R4: Reinforced Retriever-reorder-responder For Retrieval-augmented Large Language Models · The Large Language Model Bible Contribute to LLM-Bible

R4: Reinforced Retriever-reorder-responder For Retrieval-augmented Large Language Models

Zhang Taolin, Li Dongyang, Chen Qizhou, Wang Chengyu, Huang Longtao, Xue Hui, He Xiaofeng, Huang Jun. Arxiv 2024

[Paper]    
Applications Attention Mechanism Language Modeling Model Architecture Prompting RAG Reinforcement Learning Security

Retrieval-augmented large language models (LLMs) leverage relevant content retrieved by information retrieval systems to generate correct responses, aiming to alleviate the hallucination problem.
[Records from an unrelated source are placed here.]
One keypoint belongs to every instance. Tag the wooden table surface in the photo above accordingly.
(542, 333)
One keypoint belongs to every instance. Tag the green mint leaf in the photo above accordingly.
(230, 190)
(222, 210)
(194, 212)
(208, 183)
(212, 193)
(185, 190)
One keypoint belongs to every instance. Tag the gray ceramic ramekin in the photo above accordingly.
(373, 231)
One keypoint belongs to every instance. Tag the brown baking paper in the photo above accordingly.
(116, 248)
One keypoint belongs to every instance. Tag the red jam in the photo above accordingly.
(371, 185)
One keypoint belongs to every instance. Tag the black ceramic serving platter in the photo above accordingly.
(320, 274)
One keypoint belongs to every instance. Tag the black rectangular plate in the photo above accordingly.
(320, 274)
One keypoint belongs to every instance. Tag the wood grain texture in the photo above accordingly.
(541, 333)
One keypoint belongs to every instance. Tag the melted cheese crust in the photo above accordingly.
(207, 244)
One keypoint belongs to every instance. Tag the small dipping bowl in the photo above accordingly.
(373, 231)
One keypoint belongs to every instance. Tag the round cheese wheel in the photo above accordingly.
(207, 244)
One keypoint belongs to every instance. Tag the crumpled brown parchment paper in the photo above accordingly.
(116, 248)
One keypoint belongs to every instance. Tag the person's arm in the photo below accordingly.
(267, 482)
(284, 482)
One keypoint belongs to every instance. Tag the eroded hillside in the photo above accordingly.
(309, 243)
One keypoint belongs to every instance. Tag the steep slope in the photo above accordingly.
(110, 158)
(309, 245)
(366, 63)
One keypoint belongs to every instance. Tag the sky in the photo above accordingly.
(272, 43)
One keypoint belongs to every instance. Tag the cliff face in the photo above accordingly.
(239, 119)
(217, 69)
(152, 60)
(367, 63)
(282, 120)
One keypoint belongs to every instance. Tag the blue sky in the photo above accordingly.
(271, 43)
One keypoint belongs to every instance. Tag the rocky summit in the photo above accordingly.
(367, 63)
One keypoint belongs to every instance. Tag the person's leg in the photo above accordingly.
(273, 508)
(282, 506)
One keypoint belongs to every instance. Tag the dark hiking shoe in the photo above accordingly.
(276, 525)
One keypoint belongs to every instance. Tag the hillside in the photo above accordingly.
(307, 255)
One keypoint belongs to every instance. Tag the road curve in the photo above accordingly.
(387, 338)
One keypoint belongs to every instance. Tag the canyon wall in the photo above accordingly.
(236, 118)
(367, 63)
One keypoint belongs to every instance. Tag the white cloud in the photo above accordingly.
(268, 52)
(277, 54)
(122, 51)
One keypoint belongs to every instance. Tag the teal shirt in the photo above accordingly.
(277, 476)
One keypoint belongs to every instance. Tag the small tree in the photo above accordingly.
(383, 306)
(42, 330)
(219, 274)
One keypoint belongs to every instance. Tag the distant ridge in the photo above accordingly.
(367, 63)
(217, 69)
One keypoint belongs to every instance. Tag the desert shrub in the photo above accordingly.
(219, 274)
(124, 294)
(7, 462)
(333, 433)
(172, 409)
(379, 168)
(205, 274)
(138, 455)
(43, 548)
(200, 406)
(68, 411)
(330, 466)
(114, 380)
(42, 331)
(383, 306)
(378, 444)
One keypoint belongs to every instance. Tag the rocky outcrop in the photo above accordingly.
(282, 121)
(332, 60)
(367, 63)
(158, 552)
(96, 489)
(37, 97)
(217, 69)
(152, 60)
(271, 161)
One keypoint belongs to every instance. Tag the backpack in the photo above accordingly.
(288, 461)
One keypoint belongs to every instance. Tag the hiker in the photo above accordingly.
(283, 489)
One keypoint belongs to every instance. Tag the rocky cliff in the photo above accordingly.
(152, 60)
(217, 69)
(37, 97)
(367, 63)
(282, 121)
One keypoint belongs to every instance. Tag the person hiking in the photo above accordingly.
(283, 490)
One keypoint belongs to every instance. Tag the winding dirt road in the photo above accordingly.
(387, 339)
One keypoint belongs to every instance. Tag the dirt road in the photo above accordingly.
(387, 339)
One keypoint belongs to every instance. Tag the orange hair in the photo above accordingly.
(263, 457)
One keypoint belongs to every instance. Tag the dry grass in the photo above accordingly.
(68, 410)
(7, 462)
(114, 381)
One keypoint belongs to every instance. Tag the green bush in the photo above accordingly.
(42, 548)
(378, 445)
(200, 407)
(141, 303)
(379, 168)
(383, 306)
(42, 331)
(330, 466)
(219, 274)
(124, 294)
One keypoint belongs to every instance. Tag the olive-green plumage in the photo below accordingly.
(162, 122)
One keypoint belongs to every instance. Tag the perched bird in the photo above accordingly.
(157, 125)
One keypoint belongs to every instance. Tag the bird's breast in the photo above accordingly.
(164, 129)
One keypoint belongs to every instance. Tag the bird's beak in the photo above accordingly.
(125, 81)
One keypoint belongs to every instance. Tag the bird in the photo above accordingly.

However, existing retriever-responder methods typically append relevant documents to the prompt of LLMs to perform text generation tasks without considering the interaction of fine-grained structural semantics between the retrieved documents and the LLMs. This issue is particularly important for accurate response generation as LLMs tend to “lose in the middle” when dealing with input prompts augmented with lengthy documents. In this work, we propose a new pipeline named “Reinforced Retriever-Reorder-Responder” (R\(^4\)) to learn document orderings for retrieval-augmented LLMs, thereby further enhancing their generation abilities while the large numbers of parameters of LLMs remain frozen. The reordering learning process is divided into two steps according to the quality of the generated responses: document order adjustment and document representation enhancement. Specifically, document order adjustment aims to organize retrieved document orderings into beginning, middle, and end positions based on graph attention learning, which maximizes the reinforced reward of response quality. Document representation enhancement further refines the representations of retrieved documents for responses of poor quality via document-level gradient adversarial learning. Extensive experiments demonstrate that our proposed pipeline achieves better factual question-answering performance on knowledge-intensive tasks compared to strong baselines across various public datasets. The source codes and trained models will be released upon paper acceptance.